Sweden’s Social Democrats call for ban on new free schools

Sweden's opposition Social Democrats have called for a total ban on the establishment of new profit-making free schools, in a sign the party may be toughening its policies on profit-making in the welfare sector.

Sweden's Social Democrats call for ban on new free schools

“We want the state to slam on the emergency brakes and bring in a ban on establishing [new schools],” the party’s leader, Magdalena Andersson, said at a press conference.

“We think the Swedish people should be making the decisions on the Swedish school system, and not big school corporations whose main driver is making a profit.” 

Almost a fifth of pupils in Sweden attend one of the country’s 3,900 primary and secondary “free schools”, first introduced in the country in the early 1990s. 

Even though three quarters of the schools are run by private companies on a for-profit basis, they are 100 percent state funded, with schools given money for each pupil. 
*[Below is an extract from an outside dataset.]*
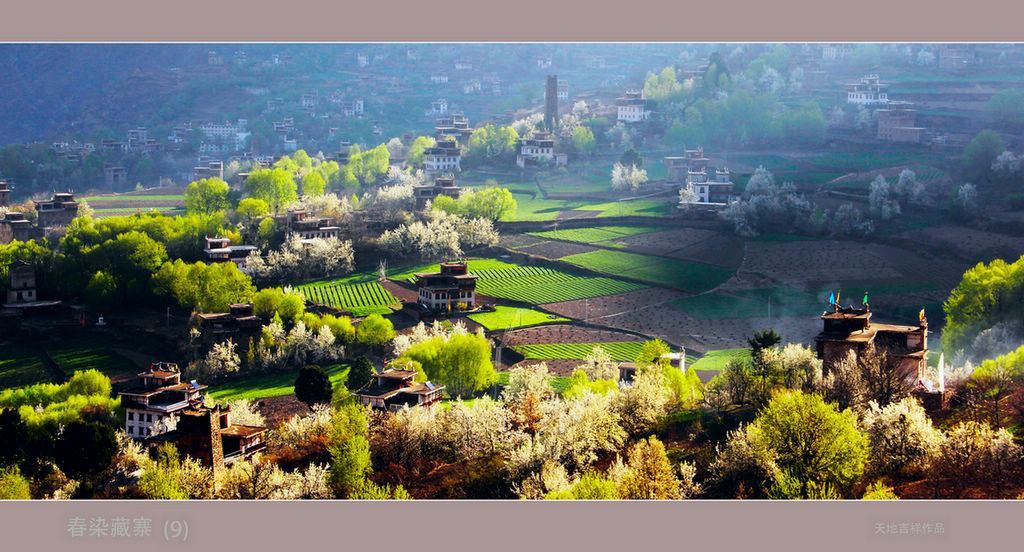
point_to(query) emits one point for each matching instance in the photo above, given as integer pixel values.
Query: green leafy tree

This system has come in for criticism in recent years, with profit-making schools blamed for increasing segregation, contributing to declining educational standards and for grade inflation. 

In the run-up to the 2022 election, Andersson called for a ban on the companies being able to distribute profits to their owners in the form of dividends, calling for all profits to be reinvested in the school system.  

READ ALSO: Sweden’s pioneering for-profit ‘free schools’ under fire 

Andersson said that the new ban on establishing free schools could be achieved by extending a law banning the establishment of religious free schools, brought in while they were in power, to cover all free schools. 

“It’s possible to use that legislation as a base and so develop this new law quite rapidly,” Andersson said, adding that this law would be the first step along the way to a total ban on profit-making schools in Sweden.